University of Hawaii at Manoa - Honolulu, HI

University of Hawaii at Manoa, 2500 Campus Road, Hawaii Hall, Honolulu, HI 96822-2301. University of Hawaii at Manoa is a large university located in Honolulu, Hawaii. It is a public school with primarily 4-year or above programs. It has 20,169 students and an admission rate of 69%. University of Hawaii at Manoa has a master's degree program in Art History, Criticism and Conservation which graduated one student in 2008.


Honolulu, Hawaii
Honolulu, Hawaii photo by ErgoSum88

Honolulu is located in Honolulu County, Hawaii. It has a population of over 374,676, which has grown by 0.8% over the last ten years. The cost of living index in Honolulu, 180, is far greater than the national average.

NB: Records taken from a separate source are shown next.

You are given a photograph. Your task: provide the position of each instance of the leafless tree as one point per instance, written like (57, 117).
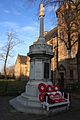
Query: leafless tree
(6, 49)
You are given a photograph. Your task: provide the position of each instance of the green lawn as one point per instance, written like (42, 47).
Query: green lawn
(12, 87)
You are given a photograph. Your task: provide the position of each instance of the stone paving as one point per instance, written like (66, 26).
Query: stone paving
(8, 113)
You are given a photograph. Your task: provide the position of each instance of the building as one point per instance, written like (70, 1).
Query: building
(65, 48)
(22, 67)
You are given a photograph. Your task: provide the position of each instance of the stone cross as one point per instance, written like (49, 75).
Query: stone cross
(41, 15)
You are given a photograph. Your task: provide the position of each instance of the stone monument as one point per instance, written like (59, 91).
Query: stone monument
(40, 54)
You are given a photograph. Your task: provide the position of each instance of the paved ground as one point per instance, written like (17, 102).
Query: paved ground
(8, 113)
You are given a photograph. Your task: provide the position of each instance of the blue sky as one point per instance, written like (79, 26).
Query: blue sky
(22, 18)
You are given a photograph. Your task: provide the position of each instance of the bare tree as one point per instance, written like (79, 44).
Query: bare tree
(6, 49)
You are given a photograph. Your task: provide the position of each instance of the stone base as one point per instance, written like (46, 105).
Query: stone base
(28, 101)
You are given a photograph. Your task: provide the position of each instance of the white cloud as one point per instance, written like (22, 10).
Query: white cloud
(16, 13)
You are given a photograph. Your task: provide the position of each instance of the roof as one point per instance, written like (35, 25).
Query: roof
(51, 34)
(23, 59)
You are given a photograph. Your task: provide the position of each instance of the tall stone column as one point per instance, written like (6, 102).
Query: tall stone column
(41, 20)
(40, 55)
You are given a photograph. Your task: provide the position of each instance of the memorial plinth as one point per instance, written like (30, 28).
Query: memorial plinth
(40, 55)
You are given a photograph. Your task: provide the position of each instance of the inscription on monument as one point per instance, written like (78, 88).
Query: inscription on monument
(38, 70)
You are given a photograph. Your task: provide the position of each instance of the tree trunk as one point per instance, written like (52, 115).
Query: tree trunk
(5, 76)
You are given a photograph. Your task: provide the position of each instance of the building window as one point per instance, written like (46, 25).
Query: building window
(46, 70)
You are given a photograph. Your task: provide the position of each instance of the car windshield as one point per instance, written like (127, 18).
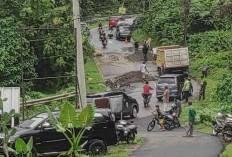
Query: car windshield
(33, 122)
(124, 28)
(167, 80)
(113, 18)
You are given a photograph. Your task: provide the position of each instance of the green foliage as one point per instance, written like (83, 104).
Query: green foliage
(227, 152)
(224, 90)
(210, 43)
(22, 149)
(69, 121)
(8, 132)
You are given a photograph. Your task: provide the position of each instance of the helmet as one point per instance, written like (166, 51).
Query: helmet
(219, 115)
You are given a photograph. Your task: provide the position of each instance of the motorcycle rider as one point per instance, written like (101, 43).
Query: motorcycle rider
(186, 89)
(178, 107)
(146, 92)
(104, 40)
(160, 117)
(100, 25)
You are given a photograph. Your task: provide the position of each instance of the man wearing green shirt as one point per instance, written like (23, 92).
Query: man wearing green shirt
(186, 89)
(191, 118)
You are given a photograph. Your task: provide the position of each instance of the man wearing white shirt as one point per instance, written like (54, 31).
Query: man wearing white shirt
(143, 69)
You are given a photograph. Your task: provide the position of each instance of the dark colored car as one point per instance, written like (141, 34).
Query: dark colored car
(175, 83)
(113, 21)
(100, 134)
(118, 102)
(123, 32)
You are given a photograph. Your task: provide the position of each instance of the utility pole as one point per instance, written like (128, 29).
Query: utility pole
(79, 53)
(186, 14)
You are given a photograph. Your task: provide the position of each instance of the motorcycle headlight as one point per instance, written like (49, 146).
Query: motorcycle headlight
(125, 133)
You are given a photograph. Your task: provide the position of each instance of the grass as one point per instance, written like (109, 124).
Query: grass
(206, 109)
(139, 36)
(227, 152)
(95, 25)
(94, 80)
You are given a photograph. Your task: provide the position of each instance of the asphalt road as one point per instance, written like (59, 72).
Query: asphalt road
(158, 144)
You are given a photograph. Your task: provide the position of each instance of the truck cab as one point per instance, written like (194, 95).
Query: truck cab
(172, 60)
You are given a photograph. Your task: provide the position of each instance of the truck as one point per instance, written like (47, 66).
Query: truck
(172, 60)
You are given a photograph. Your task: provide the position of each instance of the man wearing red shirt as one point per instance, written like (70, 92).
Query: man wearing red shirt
(146, 94)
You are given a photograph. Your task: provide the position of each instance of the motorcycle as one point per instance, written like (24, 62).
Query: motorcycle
(170, 118)
(110, 35)
(219, 123)
(104, 43)
(227, 130)
(146, 99)
(126, 131)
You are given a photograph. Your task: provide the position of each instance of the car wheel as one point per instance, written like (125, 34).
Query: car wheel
(134, 112)
(97, 147)
(159, 99)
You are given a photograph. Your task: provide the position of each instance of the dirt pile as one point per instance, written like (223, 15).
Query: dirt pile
(127, 79)
(138, 57)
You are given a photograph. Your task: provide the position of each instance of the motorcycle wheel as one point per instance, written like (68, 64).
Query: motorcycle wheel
(151, 126)
(167, 126)
(225, 135)
(214, 132)
(131, 138)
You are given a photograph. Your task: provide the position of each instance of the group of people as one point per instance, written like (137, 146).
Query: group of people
(146, 49)
(102, 34)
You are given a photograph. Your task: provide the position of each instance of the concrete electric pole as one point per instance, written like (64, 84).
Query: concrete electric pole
(79, 53)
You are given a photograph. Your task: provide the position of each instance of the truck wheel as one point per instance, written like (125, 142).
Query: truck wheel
(97, 147)
(134, 112)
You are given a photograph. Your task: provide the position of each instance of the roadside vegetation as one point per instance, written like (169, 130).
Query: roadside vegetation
(209, 42)
(227, 152)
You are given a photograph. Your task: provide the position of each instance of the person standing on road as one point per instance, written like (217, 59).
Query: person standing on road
(154, 50)
(205, 71)
(191, 87)
(136, 44)
(166, 98)
(143, 69)
(191, 118)
(186, 89)
(203, 87)
(178, 107)
(160, 120)
(146, 93)
(145, 49)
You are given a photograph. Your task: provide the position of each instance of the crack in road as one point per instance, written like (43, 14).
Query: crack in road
(157, 143)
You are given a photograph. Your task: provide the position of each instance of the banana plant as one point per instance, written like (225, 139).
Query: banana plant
(22, 149)
(69, 120)
(8, 132)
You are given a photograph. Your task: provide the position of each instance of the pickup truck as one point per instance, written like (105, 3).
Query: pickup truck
(172, 60)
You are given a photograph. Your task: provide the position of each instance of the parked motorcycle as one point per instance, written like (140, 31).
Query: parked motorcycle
(126, 131)
(219, 123)
(146, 99)
(104, 43)
(227, 130)
(110, 35)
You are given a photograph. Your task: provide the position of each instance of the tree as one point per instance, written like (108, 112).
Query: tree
(69, 121)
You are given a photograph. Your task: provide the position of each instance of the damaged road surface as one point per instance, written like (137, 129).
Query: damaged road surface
(120, 65)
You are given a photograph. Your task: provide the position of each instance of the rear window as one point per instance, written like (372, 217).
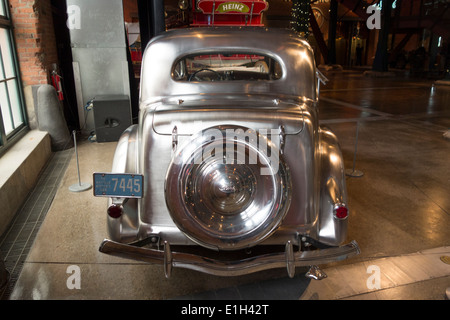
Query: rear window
(226, 67)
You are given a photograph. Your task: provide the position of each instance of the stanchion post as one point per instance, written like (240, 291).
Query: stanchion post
(78, 187)
(353, 172)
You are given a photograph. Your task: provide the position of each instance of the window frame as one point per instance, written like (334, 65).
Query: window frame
(7, 140)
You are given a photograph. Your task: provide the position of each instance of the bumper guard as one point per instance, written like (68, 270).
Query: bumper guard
(289, 258)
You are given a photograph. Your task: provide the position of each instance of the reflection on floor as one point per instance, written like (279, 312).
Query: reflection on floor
(400, 213)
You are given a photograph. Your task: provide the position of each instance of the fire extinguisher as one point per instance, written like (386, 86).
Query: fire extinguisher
(56, 81)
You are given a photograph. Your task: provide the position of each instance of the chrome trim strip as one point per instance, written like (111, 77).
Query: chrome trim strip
(287, 259)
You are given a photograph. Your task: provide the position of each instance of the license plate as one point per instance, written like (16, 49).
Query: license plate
(120, 185)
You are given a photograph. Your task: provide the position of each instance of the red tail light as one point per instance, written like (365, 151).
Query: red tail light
(115, 211)
(340, 211)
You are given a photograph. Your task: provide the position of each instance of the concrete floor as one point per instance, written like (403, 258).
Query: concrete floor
(400, 212)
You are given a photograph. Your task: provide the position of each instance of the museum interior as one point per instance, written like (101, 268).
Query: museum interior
(74, 77)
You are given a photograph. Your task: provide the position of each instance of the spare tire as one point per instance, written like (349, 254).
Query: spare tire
(224, 192)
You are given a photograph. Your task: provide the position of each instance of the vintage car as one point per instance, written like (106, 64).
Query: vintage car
(228, 171)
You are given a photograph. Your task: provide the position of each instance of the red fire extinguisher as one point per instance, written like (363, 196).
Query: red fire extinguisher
(56, 81)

The three most popular industries for women in Honolulu are accommodation and food services, educational services, and health care. For men, it is accommodation and food services, public administration, and educational services. The average commute to work is about 23 minutes. More than 31.1% of Honolulu residents have a bachelor's degree, which is higher than the state average. The percentage of residents with a graduate degree, 10.7%, is higher than the state average.

The percentage of Honolulu residents that are affiliated with a religious congregation, 33.3%, is less than both the national and state average. Waiokeola Congregational Church, Daijingu Temple of Hawaii and Wesley Methodist Student Center are among the churches located in Honolulu. The most prominent religious groups are the Catholic Church, the LDS (Mormon) Church and the Southern Baptist Convention.

Honolulu is home to the Livingston Pool and the Mamala Bay Golf Course as well as Spalding Memorial Tennis Courts and Kuhio Park. Shopping malls in the area include Aina Haina Shopping Center, Ala Moana Shopping Center and Aloha Tower Marketplace Shopping Center. Visitors to Honolulu can choose from Kosuga Inc, Hawaiian Condo Resorts Inc and Honolulu Airport Hotel for temporary stays in the area.